DAG → A workflow definition (Python file)
Task → A single unit of work (run SQL, call API, train model)
Operator → Pre-built task types (PythonOperator, BashOperator, KubernetesPodOperator)
Schedule → Cron expression or interval
XCom → Pass data between tasks

Deploy Airflow via Helm

helm repo add apache-airflow https://airflow.apache.org

helm install airflow apache-airflow/airflow \
--namespace airflow \
--create-namespace \
--set executor=KubernetesExecutor \
--set dags.gitSync.enabled=true \
--set dags.gitSync.repo="https://gitlab.yourdomain.com/platform/airflow-dags.git" \
--set dags.gitSync.branch=main \
--set data.metadataConnection.host=postgres-svc \
--set data.metadataConnection.db=airflow \
--set redis.enabled=false \
--set postgresql.enabled=false

KubernetesExecutor runs each task as a separate pod — scales to cluster capacity, no idle workers.

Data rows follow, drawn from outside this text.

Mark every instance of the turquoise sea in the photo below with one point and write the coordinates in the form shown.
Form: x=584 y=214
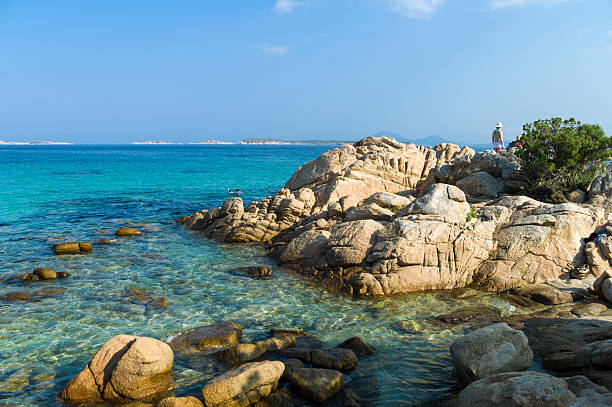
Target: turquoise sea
x=50 y=194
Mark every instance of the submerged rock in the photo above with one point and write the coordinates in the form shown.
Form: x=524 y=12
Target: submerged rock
x=207 y=338
x=338 y=359
x=123 y=232
x=45 y=273
x=256 y=271
x=494 y=349
x=72 y=248
x=523 y=389
x=358 y=345
x=317 y=384
x=125 y=368
x=180 y=402
x=382 y=218
x=546 y=294
x=243 y=386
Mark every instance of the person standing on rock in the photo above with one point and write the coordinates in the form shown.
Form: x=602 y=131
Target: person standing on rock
x=498 y=138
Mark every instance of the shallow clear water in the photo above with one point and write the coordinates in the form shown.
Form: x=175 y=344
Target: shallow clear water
x=84 y=193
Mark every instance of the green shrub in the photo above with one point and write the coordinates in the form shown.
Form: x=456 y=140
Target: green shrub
x=471 y=215
x=559 y=156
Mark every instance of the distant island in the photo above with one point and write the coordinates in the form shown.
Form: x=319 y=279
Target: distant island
x=254 y=141
x=33 y=143
x=152 y=142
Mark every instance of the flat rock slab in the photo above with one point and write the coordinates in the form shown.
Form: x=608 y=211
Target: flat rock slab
x=317 y=384
x=546 y=294
x=358 y=345
x=124 y=232
x=72 y=248
x=243 y=386
x=494 y=349
x=338 y=359
x=207 y=338
x=126 y=368
x=180 y=402
x=524 y=389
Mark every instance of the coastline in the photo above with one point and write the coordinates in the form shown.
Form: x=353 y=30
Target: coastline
x=201 y=283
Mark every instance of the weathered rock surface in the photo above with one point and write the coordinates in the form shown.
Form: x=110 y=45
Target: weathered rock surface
x=524 y=389
x=338 y=359
x=207 y=338
x=382 y=217
x=180 y=402
x=358 y=345
x=494 y=349
x=245 y=352
x=123 y=232
x=72 y=248
x=45 y=273
x=243 y=386
x=545 y=294
x=126 y=368
x=317 y=384
x=256 y=271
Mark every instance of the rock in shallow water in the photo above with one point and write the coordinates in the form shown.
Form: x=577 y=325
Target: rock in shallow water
x=207 y=338
x=72 y=248
x=125 y=368
x=357 y=345
x=317 y=384
x=123 y=232
x=180 y=402
x=45 y=273
x=494 y=349
x=256 y=271
x=524 y=389
x=243 y=386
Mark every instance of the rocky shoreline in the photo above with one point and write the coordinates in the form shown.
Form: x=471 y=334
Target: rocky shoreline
x=381 y=218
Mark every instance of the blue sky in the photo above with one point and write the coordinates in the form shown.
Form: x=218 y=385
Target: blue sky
x=185 y=71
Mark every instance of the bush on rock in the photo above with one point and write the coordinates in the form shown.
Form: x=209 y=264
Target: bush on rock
x=560 y=156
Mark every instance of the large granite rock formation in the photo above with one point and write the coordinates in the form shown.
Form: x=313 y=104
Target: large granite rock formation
x=125 y=369
x=381 y=217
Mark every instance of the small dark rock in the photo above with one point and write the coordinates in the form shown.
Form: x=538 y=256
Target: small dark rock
x=22 y=277
x=294 y=332
x=337 y=359
x=461 y=293
x=470 y=314
x=72 y=248
x=290 y=366
x=45 y=273
x=123 y=232
x=357 y=345
x=107 y=241
x=317 y=384
x=256 y=271
x=17 y=296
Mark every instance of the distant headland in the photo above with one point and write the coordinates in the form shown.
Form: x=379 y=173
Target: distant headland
x=33 y=143
x=255 y=141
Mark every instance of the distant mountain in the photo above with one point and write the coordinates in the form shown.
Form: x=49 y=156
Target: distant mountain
x=430 y=141
x=260 y=141
x=386 y=133
x=33 y=143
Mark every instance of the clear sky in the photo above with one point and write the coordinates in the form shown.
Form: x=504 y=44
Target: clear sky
x=106 y=71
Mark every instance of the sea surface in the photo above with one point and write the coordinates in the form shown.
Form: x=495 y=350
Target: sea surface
x=50 y=194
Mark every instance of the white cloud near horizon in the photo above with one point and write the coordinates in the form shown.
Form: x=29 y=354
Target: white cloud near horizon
x=497 y=4
x=287 y=6
x=415 y=8
x=274 y=50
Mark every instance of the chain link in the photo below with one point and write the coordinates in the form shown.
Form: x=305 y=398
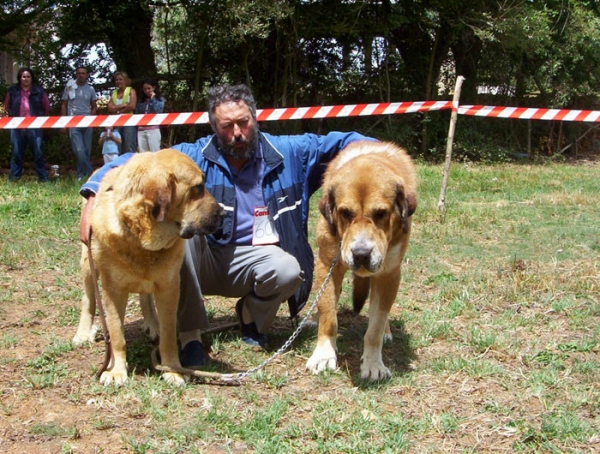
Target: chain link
x=242 y=375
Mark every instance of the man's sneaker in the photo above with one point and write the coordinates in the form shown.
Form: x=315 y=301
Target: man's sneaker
x=192 y=355
x=250 y=334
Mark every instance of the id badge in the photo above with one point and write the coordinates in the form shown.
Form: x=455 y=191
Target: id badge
x=263 y=231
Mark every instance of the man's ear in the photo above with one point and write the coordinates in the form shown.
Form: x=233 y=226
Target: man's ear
x=327 y=209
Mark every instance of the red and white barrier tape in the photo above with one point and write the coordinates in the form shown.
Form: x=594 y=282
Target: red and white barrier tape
x=299 y=113
x=190 y=118
x=525 y=113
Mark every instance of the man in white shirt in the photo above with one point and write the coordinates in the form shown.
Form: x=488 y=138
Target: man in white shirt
x=79 y=98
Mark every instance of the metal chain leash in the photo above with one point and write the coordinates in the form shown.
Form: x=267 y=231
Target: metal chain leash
x=232 y=378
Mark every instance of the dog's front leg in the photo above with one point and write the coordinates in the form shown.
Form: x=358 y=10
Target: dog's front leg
x=150 y=324
x=325 y=354
x=115 y=303
x=166 y=306
x=86 y=332
x=383 y=294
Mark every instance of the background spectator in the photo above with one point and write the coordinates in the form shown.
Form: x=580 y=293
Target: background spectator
x=79 y=98
x=150 y=102
x=123 y=101
x=27 y=99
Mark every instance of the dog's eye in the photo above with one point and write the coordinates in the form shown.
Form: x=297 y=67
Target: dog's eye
x=346 y=214
x=379 y=215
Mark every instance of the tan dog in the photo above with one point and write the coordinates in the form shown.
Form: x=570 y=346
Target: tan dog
x=369 y=195
x=142 y=213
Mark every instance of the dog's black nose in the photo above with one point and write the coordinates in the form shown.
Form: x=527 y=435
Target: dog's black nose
x=361 y=254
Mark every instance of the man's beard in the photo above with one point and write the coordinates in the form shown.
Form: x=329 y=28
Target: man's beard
x=229 y=150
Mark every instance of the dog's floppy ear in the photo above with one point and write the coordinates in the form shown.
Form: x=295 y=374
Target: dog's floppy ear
x=327 y=209
x=159 y=196
x=407 y=204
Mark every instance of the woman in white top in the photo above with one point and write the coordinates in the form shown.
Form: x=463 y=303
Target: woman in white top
x=123 y=101
x=150 y=102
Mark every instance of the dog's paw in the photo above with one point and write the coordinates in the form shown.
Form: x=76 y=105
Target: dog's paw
x=150 y=329
x=324 y=357
x=373 y=369
x=85 y=336
x=175 y=379
x=118 y=378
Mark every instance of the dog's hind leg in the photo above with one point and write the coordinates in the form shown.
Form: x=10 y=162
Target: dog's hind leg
x=86 y=332
x=150 y=324
x=166 y=306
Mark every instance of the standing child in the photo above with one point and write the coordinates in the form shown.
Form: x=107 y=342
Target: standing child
x=110 y=141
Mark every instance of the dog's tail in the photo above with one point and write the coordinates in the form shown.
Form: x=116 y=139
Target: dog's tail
x=360 y=293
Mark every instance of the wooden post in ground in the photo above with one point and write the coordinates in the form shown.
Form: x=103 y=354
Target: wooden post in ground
x=450 y=142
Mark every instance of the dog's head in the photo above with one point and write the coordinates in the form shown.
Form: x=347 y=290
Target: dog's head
x=367 y=204
x=161 y=197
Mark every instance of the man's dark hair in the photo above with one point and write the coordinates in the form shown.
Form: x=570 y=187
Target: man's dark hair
x=229 y=93
x=21 y=71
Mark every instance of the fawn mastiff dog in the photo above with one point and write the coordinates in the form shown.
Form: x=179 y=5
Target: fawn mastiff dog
x=368 y=198
x=142 y=213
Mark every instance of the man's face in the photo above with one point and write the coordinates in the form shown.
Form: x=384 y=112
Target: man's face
x=236 y=130
x=25 y=79
x=81 y=76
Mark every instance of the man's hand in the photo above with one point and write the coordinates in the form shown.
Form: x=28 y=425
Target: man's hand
x=84 y=224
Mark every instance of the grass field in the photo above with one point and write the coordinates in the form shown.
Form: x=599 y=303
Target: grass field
x=496 y=337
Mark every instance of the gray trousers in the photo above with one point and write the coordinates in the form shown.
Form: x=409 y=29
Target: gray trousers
x=263 y=276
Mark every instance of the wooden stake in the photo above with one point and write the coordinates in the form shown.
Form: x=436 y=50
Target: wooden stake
x=450 y=142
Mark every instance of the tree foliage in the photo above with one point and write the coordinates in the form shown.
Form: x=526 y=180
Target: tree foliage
x=310 y=52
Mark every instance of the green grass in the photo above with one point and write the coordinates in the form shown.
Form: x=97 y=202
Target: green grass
x=496 y=337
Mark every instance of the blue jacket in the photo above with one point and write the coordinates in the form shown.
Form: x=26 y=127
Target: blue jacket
x=294 y=167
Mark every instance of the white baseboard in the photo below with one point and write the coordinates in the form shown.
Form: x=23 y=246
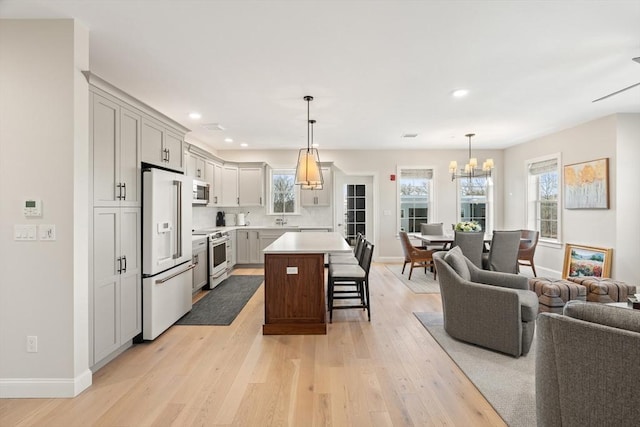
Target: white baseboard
x=45 y=387
x=390 y=259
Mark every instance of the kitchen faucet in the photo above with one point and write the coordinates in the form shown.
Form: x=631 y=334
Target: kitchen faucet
x=281 y=221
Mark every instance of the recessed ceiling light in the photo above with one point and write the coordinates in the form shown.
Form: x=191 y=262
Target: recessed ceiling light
x=459 y=93
x=213 y=126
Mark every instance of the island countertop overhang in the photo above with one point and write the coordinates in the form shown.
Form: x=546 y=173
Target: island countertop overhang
x=308 y=243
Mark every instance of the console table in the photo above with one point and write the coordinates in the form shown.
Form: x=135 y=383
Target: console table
x=294 y=293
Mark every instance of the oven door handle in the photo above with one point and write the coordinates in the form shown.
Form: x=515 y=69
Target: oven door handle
x=221 y=274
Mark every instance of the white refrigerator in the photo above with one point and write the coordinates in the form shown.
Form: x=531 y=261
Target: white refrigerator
x=167 y=271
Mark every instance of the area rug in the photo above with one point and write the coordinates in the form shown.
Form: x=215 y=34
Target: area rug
x=420 y=282
x=507 y=383
x=224 y=302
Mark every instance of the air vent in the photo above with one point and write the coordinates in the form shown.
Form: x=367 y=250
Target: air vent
x=213 y=126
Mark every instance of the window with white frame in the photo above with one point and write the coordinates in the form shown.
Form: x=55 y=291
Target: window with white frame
x=415 y=189
x=543 y=197
x=283 y=192
x=475 y=200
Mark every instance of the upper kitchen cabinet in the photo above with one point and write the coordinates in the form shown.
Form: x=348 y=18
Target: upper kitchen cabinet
x=251 y=185
x=310 y=198
x=229 y=185
x=216 y=194
x=115 y=150
x=160 y=145
x=195 y=166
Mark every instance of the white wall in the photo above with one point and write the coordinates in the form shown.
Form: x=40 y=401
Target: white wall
x=383 y=163
x=43 y=155
x=627 y=249
x=616 y=137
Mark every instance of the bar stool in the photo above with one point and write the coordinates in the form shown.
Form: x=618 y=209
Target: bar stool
x=350 y=282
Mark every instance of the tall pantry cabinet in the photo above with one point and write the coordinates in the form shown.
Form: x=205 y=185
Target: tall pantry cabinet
x=116 y=140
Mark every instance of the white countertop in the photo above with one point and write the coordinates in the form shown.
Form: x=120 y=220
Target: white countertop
x=308 y=243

gitSync pulls DAGs directly from your GitLab repo — push a DAG, it appears in Airflow automatically.


Access Airflow UI

kubectl port-forward svc/airflow-webserver -n airflow 8080:8080

Open: http://localhost:8080

Default credentials: admin / admin


Example DAG — Nightly Data Ingestion

# dags/nightly_ingest.py
from datetime import datetime, timedelta
from airflow import DAG
from airflow.operators.python import PythonOperator
from airflow.providers.postgres.operators.postgres import PostgresOperator

def extract_data(**context):
import requests
data = requests.get("https://api.example.com/data").json()
context["ti"].xcom_push(key="raw_data", value=data)
return len(data)

def transform_data(**context):
raw = context["ti"].xcom_pull(key="raw_data")
transformed = [
{"id": r["id"], "value": r["value"] * 1.2}
for r in raw if r["value"] > 0
]
context["ti"].xcom_push(key="transformed", value=transformed)

with DAG(
"nightly_ingest",
schedule_interval="0 2 * * *", # 02:00 UTC every night
start_date=datetime(2026, 1, 1),
catchup=False,
default_args={"retries": 2, "retry_delay": timedelta(minutes=5)},
) as dag:

extract = PythonOperator(
task_id="extract",
python_callable=extract_data,
)

transform = PythonOperator(
task_id="transform",
python_callable=transform_data,
)

load = PostgresOperator(
task_id="load",
postgres_conn_id="postgres_cluster",
sql="INSERT INTO data_table VALUES (%s, %s)",
)

extract >> transform >> load

Example DAG — ML Training Pipeline

# dags/ml_training.py
from airflow import DAG
from airflow.providers.cncf.kubernetes.operators.kubernetes_pod import KubernetesPodOperator
from datetime import datetime

with DAG("ml_training", schedule_interval="@weekly",
start_date=datetime(2026, 1, 1)) as dag:

prepare_data = KubernetesPodOperator(
task_id="prepare_data",
name="data-prep",
namespace="airflow",
image="harbor.local/ml/data-prep:latest",
cmds=["python", "prepare.py"],
)

train_model = KubernetesPodOperator(
task_id="train_model",
name="training",
namespace="airflow",
image="harbor.local/ml/trainer:latest",
cmds=["python", "train.py", "--epochs", "50"],
resources={"request_cpu": "6", "request_memory": "12Gi"},
)

register_model = KubernetesPodOperator(
task_id="register_model",
name="mlflow-register",
namespace="airflow",
image="harbor.local/ml/trainer:latest",
cmds=["python", "register.py"],
env_vars={"MLFLOW_TRACKING_URI": "http://mlflow.mlflow.svc:5000"},
)

prepare_data >> train_model >> register_model

Each step runs as a Kubernetes pod — using your cluster's full CPU for training.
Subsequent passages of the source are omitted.